Complex Roots with improper fraction I'm having trouble with the following:
$(-16i)^{5/4}$
My calculations for the Principal root is:
$32(\cos (3\pi/2) * 5/4) + i \sin (3\pi/2)* 5/4))$
$=32(Cis (15\pi/8))$
This answer does not agree with the online calculators.  It gives a positive real value and the online calculators show a principal angle in Quadrant 3.
Confused on what happened here.
 A: $$z=(-16i)^{5/4}=32(-i)^{5/4}$$
Use 
$$-i=cis\left(\frac{3\pi}{2}+2k\pi\right)$$
Then 
$$(-i)^{5/4}=(-i)^{1/4}=cis\left(\frac{3\pi}{8}+\frac{1}{2}k\pi\right)$$
choose $k \in \{0,1,2,3\}$. So the solutions will be:
$$k=0 \rightarrow z_0=32\cdot cis\left(\frac{3\pi}{8}\right)\\
k=1 \rightarrow z_1=32\cdot cis\left(\frac{7\pi}{8}\right)\\
k=2 \rightarrow z_2=32\cdot cis\left(\frac{11\pi}{8}\right)\\
k=3 \rightarrow z_3=32\cdot cis\left(\frac{15\pi}{8}\right)
$$ 
A: Let $z=-16i$ and $n=\dfrac54$. For solving you have to compute $r=|z|$ and argument $\theta$ where $\tan\theta=\dfrac{y}{x}$.
then
$r=|z|=|-16i|=16$ and argument $\theta=\dfrac{3\pi}{2}$. Then write
$$z_k=r^n(\cos n\theta+i\sin n\theta)$$
But argument adds with $2k\pi$ so we have
$$z_k=r^n\Big(\cos n(\theta+2k\pi)+i\sin n(\theta+2k\pi)\Big)$$
so
$$z_k=16^\dfrac54\Big(\cos\dfrac54(\dfrac{3\pi}{2}+2k\pi)+i\sin\dfrac54(\dfrac{3\pi}{2}+2k\pi)\Big)$$
and for $k=0,1,2,3$ write
$$z_k=32\Big(\cos(\dfrac{15\pi}{8}+\frac{5k\pi}{2})+i\sin(\dfrac{15\pi}{8}+\frac{5k\pi}{2})\Big)$$
finally for $k=0,1,2,3$ we conclude that
\begin{eqnarray}
k=0 &\Rightarrow& z_0=32\Big(\cos\dfrac{15\pi}{8}+i\sin\dfrac{15\pi}{8}\Big)=19.28+25.5i\\
k=1 &\Rightarrow& z_1=32\Big(\cos\dfrac{35\pi}{8}+i\sin\dfrac{35\pi}{8}\Big)=12.24+29.5i\\
k=2 &\Rightarrow& z_2=32\Big(\cos\dfrac{55\pi}{8}+i\sin\dfrac{55\pi}{8}\Big)=-29.5+12.24i\\
k=3 &\Rightarrow& z_3=32\Big(\cos\dfrac{75\pi}{8}+i\sin\dfrac{75\pi}{8}\Big)=-12.24-29.5i
\end{eqnarray}
This was step by step solving.
A: First write $-16i$ in general polar form: $16e^{3\pi i/2+2\pi ik}$. Then $$(16e^{3\pi i/2+2\pi ik})^{5/4}=32e^{15\pi i/8+5\pi ik/2}=32e^{15\pi i/8+20\pi ik/8}.$$
By playing with values of $k$, we obtain the separate roots $32e^{\frac{3+4k}{8} \pi i}$.
Now, the discrepancy here is which of these is actually the principal root.

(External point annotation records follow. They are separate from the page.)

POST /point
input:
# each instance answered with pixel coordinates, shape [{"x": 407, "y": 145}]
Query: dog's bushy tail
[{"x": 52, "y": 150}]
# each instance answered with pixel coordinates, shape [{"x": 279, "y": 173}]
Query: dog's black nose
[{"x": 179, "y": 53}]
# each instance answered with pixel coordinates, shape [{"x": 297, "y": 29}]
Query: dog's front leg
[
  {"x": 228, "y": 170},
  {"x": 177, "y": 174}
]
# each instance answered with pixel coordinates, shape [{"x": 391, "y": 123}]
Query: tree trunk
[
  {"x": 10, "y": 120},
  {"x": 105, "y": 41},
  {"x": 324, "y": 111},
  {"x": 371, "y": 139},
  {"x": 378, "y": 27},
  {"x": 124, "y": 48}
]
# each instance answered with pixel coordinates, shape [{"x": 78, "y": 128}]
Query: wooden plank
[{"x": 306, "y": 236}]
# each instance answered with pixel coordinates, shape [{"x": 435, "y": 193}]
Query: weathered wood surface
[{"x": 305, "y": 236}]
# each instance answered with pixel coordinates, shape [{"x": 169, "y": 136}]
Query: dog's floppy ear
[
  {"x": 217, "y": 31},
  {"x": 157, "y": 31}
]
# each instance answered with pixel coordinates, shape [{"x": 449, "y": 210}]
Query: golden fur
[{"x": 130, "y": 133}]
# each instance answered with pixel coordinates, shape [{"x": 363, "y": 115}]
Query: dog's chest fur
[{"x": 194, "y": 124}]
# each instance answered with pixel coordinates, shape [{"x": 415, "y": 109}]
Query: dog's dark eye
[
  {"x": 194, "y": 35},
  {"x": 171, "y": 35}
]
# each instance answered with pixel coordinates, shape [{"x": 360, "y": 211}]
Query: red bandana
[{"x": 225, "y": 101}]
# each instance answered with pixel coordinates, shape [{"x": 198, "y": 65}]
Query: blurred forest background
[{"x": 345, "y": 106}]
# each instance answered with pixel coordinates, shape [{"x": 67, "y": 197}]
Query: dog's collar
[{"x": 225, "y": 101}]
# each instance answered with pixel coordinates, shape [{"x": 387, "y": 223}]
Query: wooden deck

I believe this is a matter of definitions. According to Wikipedia, the principal root is the one with the smallest positive argument. By that definition the answer has argument $3\pi/8$. However, I believe that Wolfram (and your calculator) has calculated the principal root by beginning with the smallest absolute value argument, which gives $16e^{-\pi i/2}$, and raising to the $5/4$, giving $32e^{-5\pi i /8}=32e^{11\pi i/8}$, which I believe is the answer you are looking for.